Encore une fois, je remercie les adversaires; ils suivent leur mission, qui jusqu'ici a été, par une immuable contradiction, de provoquer, d'aiguillonner l'esprit humain, de l'obliger d'aller plus loin, toutes les fois qu'il a été sur le point de s'arrêter, de se complaire dans la possession tranquille d'une partie seule de la vérité. L'homme est plus timide qu'il ne semble; s'il n'était contrarié, il serait trop accommodant. N'est-ce pas là son histoire pendant tout le moyen âge? et cette histoire, cette lutte perpétuelle qui toujours le ravive et l'excite, ne s'est-elle pas presque entièrement passée dans les lieux mêmes où nous sommes, sur cette montagne héroïque de Geneviève? Pourquoi vous étonner du combat? Nous sommes sur le lieu du combat. N'est-ce pas ici, dans ces chaires, que depuis Abeilard jusqu'à Ramus, se sont montrés tous ceux qui ont servi l'indépendance de l'esprit humain, quand elle était le plus contestée? C'est là notre tradition; l'esprit de ces hommes est avec nous. Puisque reparaissent les objections qu'ils ont foulées aux pieds, que l'on croyait ensevelies pour jamais avec eux, eh bien! faisons comme eux; portons plus avant et plus loin le drapeau de la libre discussion. (_Applaudissements._)

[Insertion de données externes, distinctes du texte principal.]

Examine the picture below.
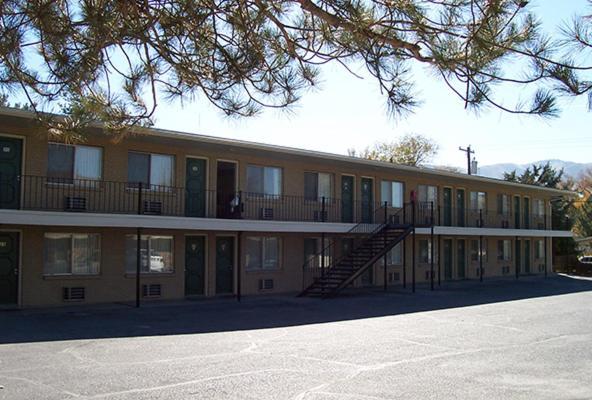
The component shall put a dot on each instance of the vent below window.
(75, 203)
(265, 284)
(152, 290)
(266, 213)
(152, 207)
(73, 294)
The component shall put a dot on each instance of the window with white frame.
(391, 192)
(68, 163)
(503, 204)
(318, 185)
(152, 170)
(504, 250)
(427, 194)
(540, 249)
(264, 180)
(478, 200)
(475, 250)
(425, 251)
(156, 254)
(263, 253)
(538, 207)
(71, 254)
(395, 255)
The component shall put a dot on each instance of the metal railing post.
(139, 248)
(385, 243)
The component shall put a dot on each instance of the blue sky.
(347, 112)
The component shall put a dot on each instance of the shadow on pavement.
(222, 315)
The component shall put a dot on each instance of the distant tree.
(539, 175)
(411, 149)
(115, 60)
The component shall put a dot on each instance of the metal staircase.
(377, 240)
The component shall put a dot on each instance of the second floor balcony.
(42, 193)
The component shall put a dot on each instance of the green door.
(517, 212)
(224, 264)
(347, 198)
(461, 258)
(527, 256)
(518, 257)
(195, 261)
(447, 207)
(526, 213)
(9, 267)
(10, 171)
(460, 207)
(447, 258)
(195, 187)
(367, 200)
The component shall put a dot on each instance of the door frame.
(452, 198)
(234, 264)
(19, 291)
(207, 160)
(236, 172)
(23, 152)
(354, 194)
(206, 259)
(373, 202)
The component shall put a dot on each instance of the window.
(149, 169)
(540, 249)
(264, 180)
(475, 250)
(503, 204)
(156, 254)
(538, 207)
(425, 252)
(395, 256)
(427, 194)
(65, 163)
(504, 249)
(313, 248)
(262, 253)
(318, 185)
(72, 254)
(478, 200)
(392, 193)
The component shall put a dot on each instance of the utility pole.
(469, 152)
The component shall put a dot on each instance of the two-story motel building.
(206, 216)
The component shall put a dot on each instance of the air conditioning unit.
(73, 294)
(152, 290)
(265, 284)
(266, 213)
(152, 207)
(320, 216)
(75, 203)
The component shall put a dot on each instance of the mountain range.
(570, 168)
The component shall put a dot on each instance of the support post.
(432, 247)
(385, 243)
(439, 259)
(481, 258)
(139, 249)
(239, 268)
(413, 250)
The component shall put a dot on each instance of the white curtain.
(161, 170)
(88, 163)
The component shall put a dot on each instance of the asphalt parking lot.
(526, 339)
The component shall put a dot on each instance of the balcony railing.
(115, 197)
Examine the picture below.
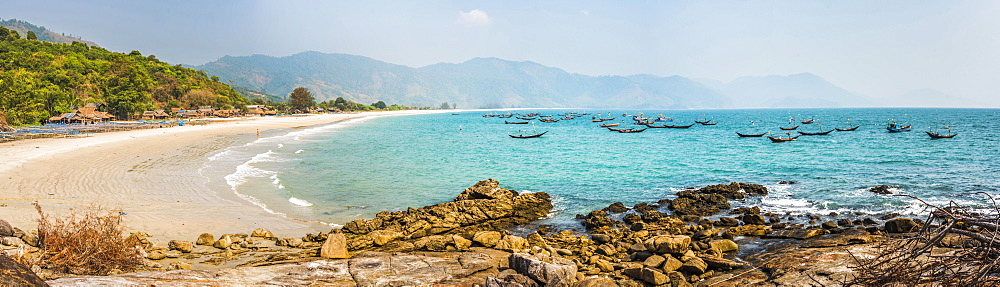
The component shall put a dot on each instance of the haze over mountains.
(494, 83)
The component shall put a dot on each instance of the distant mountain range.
(41, 32)
(497, 83)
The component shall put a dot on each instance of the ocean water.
(354, 169)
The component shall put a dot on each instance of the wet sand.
(152, 175)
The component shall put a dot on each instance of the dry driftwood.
(919, 260)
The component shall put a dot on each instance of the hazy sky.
(881, 49)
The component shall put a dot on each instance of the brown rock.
(260, 232)
(487, 238)
(180, 245)
(648, 275)
(724, 245)
(335, 247)
(205, 239)
(668, 243)
(900, 225)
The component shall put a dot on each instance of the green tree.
(301, 99)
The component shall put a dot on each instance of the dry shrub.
(919, 261)
(89, 242)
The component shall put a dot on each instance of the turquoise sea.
(355, 169)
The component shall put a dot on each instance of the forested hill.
(43, 34)
(477, 83)
(41, 79)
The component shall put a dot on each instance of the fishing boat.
(631, 130)
(751, 135)
(524, 136)
(679, 127)
(939, 135)
(893, 127)
(783, 139)
(815, 133)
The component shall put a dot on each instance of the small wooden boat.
(935, 136)
(679, 127)
(780, 139)
(631, 130)
(816, 133)
(523, 136)
(750, 135)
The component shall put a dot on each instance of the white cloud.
(475, 17)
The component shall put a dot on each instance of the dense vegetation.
(41, 79)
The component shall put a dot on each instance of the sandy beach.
(151, 175)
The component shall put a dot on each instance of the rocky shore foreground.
(693, 239)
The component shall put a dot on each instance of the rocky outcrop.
(483, 207)
(13, 273)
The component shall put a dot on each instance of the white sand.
(150, 174)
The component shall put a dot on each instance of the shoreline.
(152, 175)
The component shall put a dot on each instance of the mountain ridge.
(489, 82)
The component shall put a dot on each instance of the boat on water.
(528, 136)
(751, 135)
(783, 139)
(815, 133)
(941, 135)
(630, 130)
(893, 127)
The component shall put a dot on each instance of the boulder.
(647, 275)
(512, 243)
(483, 207)
(180, 245)
(752, 219)
(487, 238)
(668, 244)
(695, 266)
(224, 242)
(13, 273)
(616, 207)
(205, 239)
(335, 247)
(5, 229)
(671, 263)
(900, 225)
(724, 245)
(550, 271)
(260, 232)
(382, 237)
(881, 189)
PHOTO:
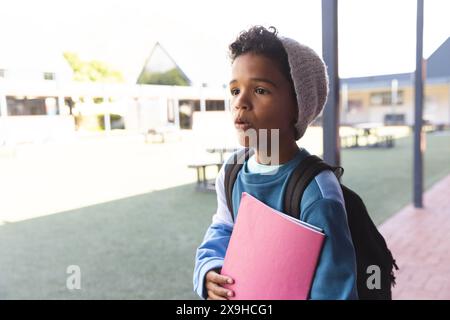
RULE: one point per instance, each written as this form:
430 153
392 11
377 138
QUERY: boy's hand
214 282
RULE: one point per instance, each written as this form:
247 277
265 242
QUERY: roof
437 69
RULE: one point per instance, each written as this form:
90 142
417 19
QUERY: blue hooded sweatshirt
322 205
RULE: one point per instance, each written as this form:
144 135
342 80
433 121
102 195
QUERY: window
394 119
384 98
49 76
354 106
170 111
213 105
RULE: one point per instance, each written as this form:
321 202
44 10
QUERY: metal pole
394 96
418 117
330 123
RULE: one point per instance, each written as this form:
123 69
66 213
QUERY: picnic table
221 151
370 134
203 183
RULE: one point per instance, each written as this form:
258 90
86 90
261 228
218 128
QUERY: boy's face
262 98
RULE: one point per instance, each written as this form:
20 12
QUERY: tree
94 70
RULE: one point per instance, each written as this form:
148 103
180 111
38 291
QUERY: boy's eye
234 92
261 91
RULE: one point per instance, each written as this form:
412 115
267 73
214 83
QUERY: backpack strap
232 168
303 174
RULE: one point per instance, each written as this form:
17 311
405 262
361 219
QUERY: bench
203 183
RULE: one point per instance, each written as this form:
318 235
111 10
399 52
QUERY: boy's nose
241 102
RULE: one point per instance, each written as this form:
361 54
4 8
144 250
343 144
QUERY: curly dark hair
260 40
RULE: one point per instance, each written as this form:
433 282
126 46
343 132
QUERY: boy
281 86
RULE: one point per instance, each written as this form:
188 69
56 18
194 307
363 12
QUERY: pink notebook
271 256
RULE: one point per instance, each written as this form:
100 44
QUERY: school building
36 95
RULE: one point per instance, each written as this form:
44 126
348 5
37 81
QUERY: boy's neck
287 152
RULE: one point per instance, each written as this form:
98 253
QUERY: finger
218 290
214 296
218 278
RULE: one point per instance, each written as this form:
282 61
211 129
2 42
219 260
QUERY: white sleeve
222 215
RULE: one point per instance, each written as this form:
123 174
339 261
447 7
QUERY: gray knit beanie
310 78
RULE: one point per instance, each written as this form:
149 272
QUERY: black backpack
370 246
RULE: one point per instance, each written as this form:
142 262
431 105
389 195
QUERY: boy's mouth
242 124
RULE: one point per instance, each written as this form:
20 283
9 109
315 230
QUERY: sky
375 36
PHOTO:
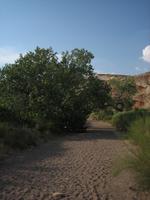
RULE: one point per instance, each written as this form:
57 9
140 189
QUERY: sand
76 167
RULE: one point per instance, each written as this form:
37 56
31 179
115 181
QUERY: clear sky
117 32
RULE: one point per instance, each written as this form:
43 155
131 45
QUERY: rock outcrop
142 97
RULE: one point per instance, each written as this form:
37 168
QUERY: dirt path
78 166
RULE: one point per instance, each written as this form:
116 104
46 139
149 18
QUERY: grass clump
139 158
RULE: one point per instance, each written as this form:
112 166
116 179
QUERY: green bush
17 138
123 120
102 115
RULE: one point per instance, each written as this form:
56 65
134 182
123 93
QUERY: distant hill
142 97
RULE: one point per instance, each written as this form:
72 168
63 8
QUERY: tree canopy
39 87
123 91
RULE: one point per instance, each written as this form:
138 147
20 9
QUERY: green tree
123 91
41 88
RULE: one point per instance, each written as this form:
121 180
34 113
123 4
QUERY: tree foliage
123 91
41 88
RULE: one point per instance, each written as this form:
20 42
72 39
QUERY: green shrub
17 138
123 120
102 115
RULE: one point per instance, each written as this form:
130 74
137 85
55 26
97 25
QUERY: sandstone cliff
142 97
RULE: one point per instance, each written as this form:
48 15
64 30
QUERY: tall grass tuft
139 158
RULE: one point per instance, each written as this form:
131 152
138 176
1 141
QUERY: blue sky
117 32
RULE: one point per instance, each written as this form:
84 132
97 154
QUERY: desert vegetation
41 93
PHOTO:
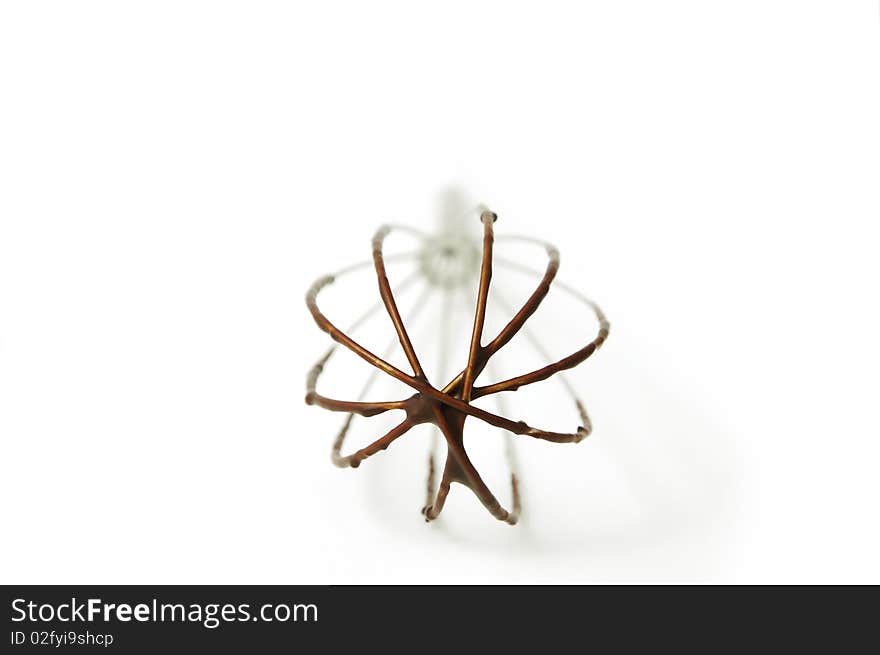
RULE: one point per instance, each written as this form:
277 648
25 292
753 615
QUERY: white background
174 175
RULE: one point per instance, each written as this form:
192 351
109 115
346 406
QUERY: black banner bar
151 619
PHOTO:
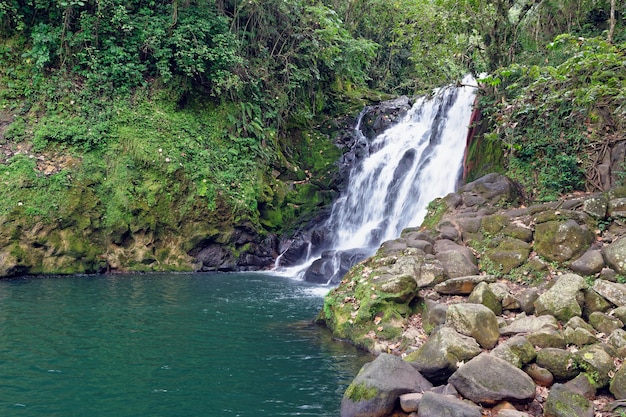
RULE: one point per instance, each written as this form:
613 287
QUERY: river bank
510 307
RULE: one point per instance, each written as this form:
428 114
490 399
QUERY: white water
410 164
428 145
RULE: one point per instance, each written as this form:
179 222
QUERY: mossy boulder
562 240
376 389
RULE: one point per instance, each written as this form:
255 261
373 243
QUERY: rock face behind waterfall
538 330
396 153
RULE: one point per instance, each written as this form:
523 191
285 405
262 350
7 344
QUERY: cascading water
409 164
414 162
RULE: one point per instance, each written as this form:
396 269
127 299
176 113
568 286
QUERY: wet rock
561 240
618 384
442 353
517 351
530 324
508 254
489 189
615 255
482 294
604 323
376 389
560 362
563 402
488 380
547 339
612 291
462 285
596 206
540 375
563 300
456 264
590 263
438 405
410 402
596 363
476 321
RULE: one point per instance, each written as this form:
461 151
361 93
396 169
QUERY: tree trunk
611 22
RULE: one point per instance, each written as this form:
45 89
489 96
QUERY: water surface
168 345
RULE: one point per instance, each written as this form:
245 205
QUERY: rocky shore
492 308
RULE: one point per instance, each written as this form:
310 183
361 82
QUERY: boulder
563 402
618 384
615 255
456 264
482 294
490 189
604 323
564 299
442 354
517 351
529 324
596 363
489 380
462 285
376 389
612 291
508 254
561 240
560 362
474 320
590 263
438 405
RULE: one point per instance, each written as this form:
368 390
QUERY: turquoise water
168 345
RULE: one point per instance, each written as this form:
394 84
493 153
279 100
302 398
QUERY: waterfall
410 164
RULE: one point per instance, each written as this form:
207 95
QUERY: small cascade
410 164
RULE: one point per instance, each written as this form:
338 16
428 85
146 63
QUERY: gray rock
456 264
590 263
434 315
430 273
594 302
512 413
560 362
620 313
579 336
527 300
462 285
596 363
482 294
547 339
604 323
612 291
489 380
375 390
410 402
563 402
615 255
530 324
540 375
617 339
596 206
442 353
489 189
563 300
517 351
561 240
438 405
618 384
474 320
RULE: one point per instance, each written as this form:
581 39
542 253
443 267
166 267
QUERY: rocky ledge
492 308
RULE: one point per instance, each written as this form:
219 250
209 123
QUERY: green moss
360 392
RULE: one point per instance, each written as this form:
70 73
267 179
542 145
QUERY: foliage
549 117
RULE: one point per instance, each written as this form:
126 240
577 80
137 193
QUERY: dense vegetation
139 117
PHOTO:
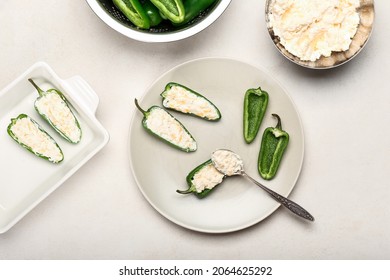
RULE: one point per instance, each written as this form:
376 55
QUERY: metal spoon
230 164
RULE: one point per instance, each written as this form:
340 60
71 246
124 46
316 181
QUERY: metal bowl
164 32
366 13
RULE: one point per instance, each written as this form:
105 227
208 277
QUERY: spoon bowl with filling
320 34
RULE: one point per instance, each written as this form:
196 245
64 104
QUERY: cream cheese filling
28 133
180 99
207 178
167 127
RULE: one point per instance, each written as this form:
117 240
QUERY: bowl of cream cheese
320 34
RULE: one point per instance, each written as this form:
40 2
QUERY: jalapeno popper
31 136
53 107
255 105
203 179
273 145
185 100
163 125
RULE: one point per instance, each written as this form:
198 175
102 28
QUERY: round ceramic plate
160 170
366 13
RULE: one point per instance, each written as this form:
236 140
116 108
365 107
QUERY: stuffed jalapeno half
164 126
255 105
31 136
53 107
187 101
203 179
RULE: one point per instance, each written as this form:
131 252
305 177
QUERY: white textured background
99 213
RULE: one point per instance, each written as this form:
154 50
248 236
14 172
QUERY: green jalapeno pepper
255 105
185 100
53 107
134 11
273 145
152 12
172 9
31 136
164 126
203 179
193 8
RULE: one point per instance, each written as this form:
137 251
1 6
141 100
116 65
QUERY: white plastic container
26 179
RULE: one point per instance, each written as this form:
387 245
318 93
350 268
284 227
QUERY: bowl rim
158 37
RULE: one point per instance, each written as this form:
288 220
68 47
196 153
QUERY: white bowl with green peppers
158 20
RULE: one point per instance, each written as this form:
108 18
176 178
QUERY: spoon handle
290 205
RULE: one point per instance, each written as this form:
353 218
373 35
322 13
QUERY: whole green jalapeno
134 11
152 12
171 9
273 145
194 7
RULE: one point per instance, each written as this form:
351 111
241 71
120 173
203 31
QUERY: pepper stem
36 87
279 124
139 107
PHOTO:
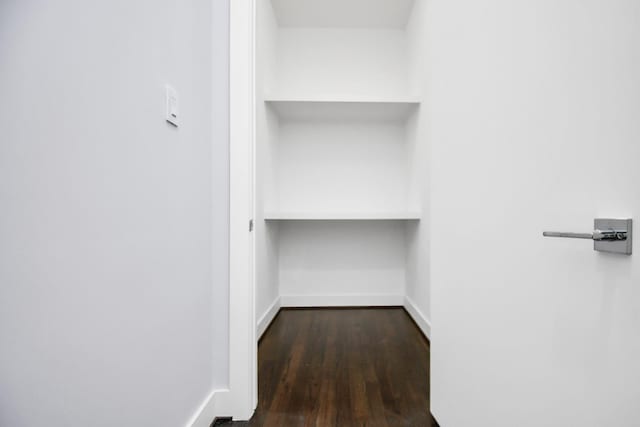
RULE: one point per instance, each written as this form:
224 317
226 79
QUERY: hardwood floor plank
343 368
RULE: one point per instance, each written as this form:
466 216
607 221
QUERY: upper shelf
341 216
343 13
344 108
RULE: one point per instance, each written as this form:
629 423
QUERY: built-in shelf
344 107
343 13
341 216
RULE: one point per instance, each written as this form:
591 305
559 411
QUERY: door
535 111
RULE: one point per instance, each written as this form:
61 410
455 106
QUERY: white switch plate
172 105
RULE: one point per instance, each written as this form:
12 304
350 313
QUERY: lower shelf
341 216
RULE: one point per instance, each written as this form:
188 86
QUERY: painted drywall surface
418 289
267 131
110 304
337 62
528 100
342 258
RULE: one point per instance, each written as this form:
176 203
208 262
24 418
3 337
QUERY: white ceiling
343 13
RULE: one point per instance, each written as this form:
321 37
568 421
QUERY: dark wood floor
342 367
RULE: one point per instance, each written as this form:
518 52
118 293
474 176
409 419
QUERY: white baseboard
341 300
418 316
209 409
266 319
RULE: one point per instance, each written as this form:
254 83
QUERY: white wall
267 131
339 62
418 287
529 100
111 310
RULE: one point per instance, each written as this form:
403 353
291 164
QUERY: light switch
172 105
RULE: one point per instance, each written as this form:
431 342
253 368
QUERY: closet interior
341 156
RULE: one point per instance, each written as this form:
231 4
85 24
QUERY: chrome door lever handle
609 235
599 235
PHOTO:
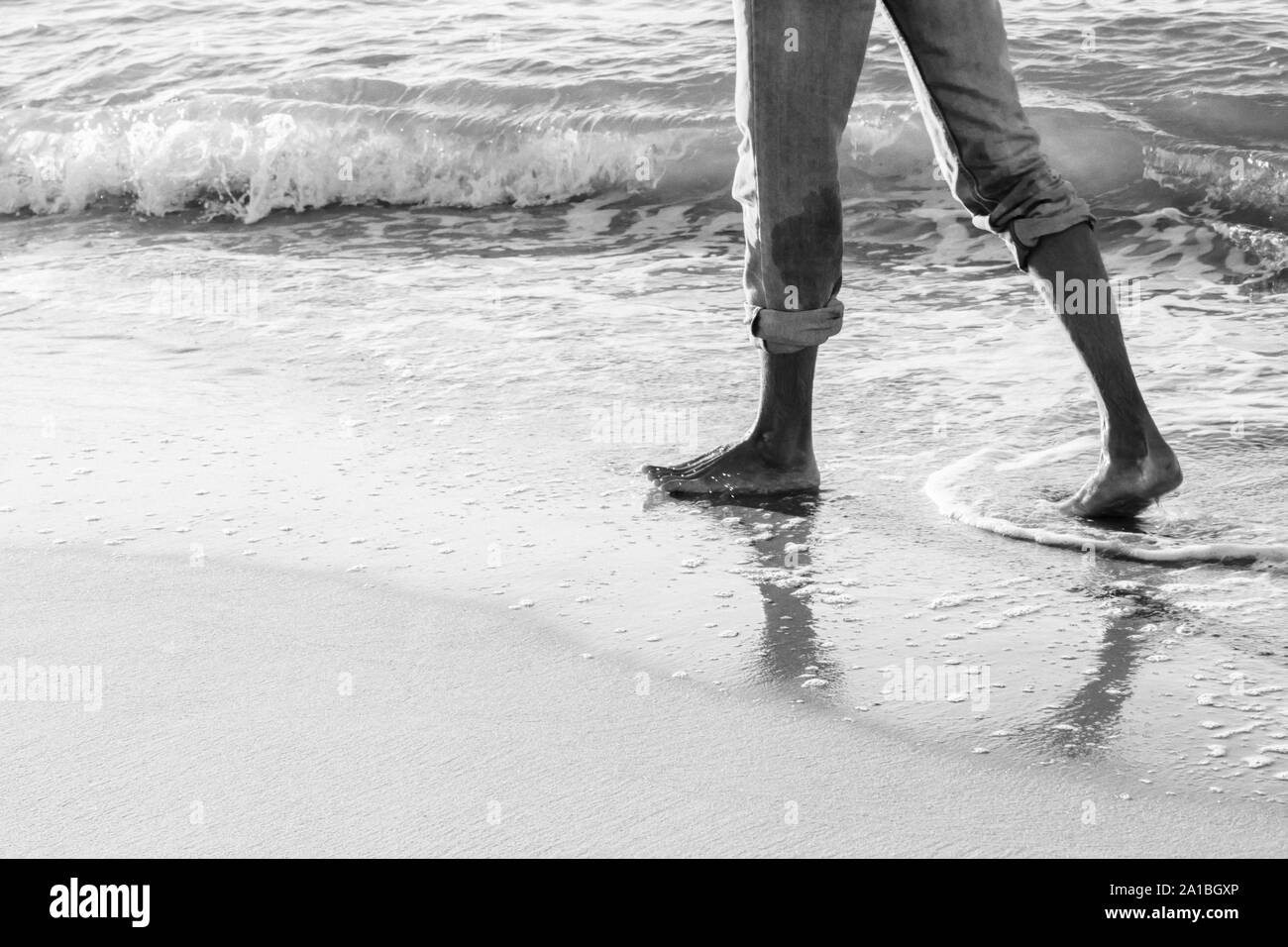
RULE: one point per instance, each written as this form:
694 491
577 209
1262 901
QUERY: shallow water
469 380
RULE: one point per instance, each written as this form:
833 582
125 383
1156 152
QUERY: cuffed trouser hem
1025 232
781 333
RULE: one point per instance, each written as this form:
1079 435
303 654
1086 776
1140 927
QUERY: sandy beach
288 673
333 347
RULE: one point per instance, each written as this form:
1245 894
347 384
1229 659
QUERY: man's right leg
799 63
958 64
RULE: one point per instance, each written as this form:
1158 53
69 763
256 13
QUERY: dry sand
228 728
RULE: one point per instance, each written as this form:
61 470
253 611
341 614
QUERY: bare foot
755 467
1126 487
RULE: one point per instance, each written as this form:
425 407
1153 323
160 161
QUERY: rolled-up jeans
799 64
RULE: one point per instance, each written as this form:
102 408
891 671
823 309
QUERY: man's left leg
799 62
957 59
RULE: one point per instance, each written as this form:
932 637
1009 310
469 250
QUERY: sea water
496 241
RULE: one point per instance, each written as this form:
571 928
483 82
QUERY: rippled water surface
429 218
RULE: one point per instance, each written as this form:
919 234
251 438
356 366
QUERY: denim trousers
799 64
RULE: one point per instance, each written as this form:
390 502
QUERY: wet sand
227 518
227 728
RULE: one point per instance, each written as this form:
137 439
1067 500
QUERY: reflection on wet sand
1090 718
791 652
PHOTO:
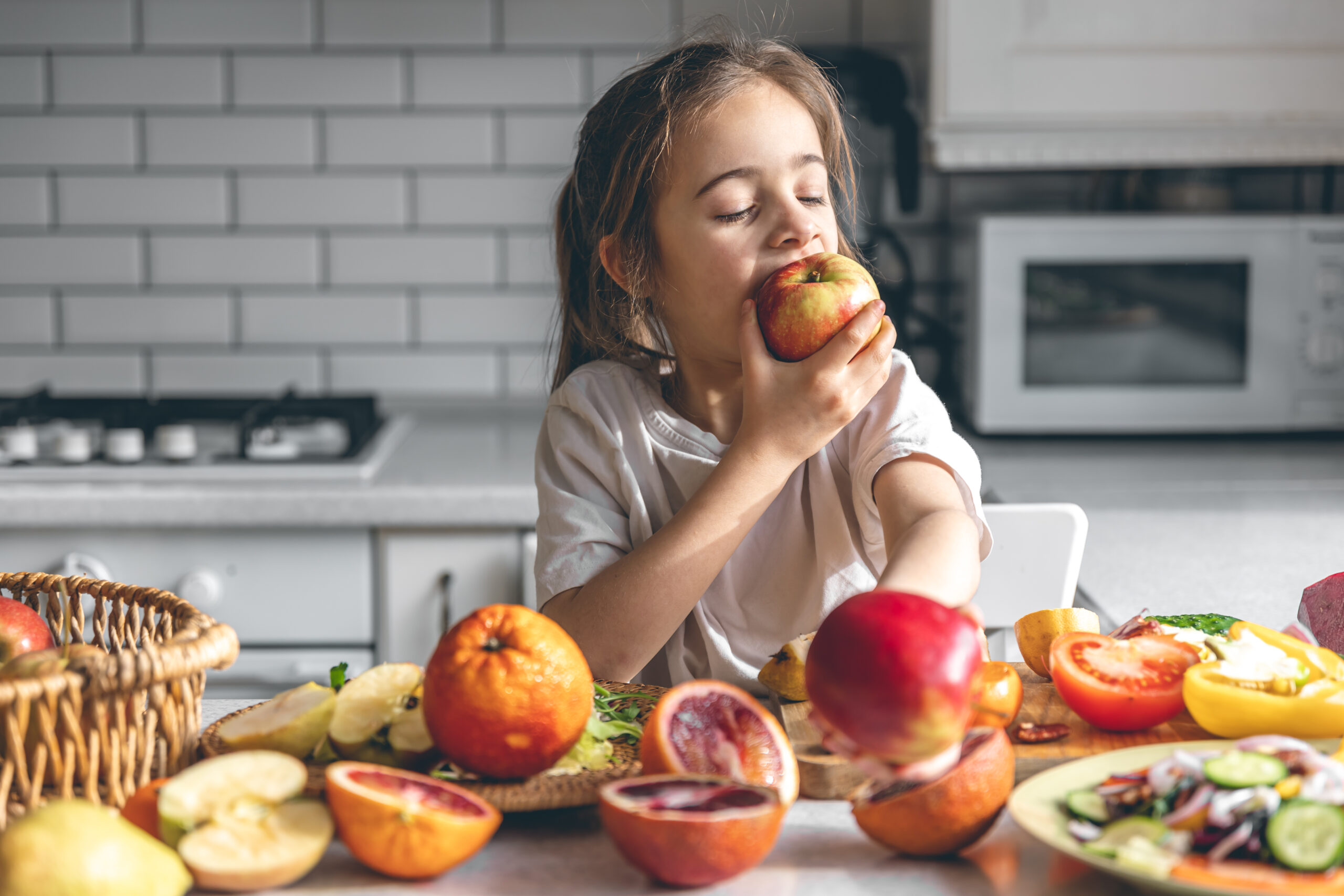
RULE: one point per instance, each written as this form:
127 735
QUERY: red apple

Au point où nous sommes parvenus, il est une question fondamentale qui est cachée au fond de toutes les difficultés, et sur laquelle je veux m'expliquer si clairement qu'il ne puisse rester aucune confusion dans la pensée de ceux qui m'écoutent. Quel est, selon l'esprit des institutions nouvelles, le droit de discussion et d'examen dans l'enseignement public? En termes plus précis encore, un homme qui enseigne, ici, publiquement, au nom de l'état, devant des hommes de croyances différentes, est-il obligé de s'attacher à la lettre d'une communion particulière, de porter dans toutes ses recherches cet esprit exclusif, de ne rien laisser voir de ce qui pourrait l'en séparer même un moment? Si l'on répond affirmativement, je demanderai que l'on ose me dire quelle est la communion qui doit être sacrifiée à l'autre, si ce doit être celle qui exclut toutes les autres comme autant d'égarements, ou celle qui les accueille comme autant de promesses; car je n'imagine pas que personne veuille, sans un instant de réflexion, dépouiller le plus petit nombre, comme s'il n'existait pas. Serai-je ici catholique ou protestant? Poser cette question, c'est la résoudre.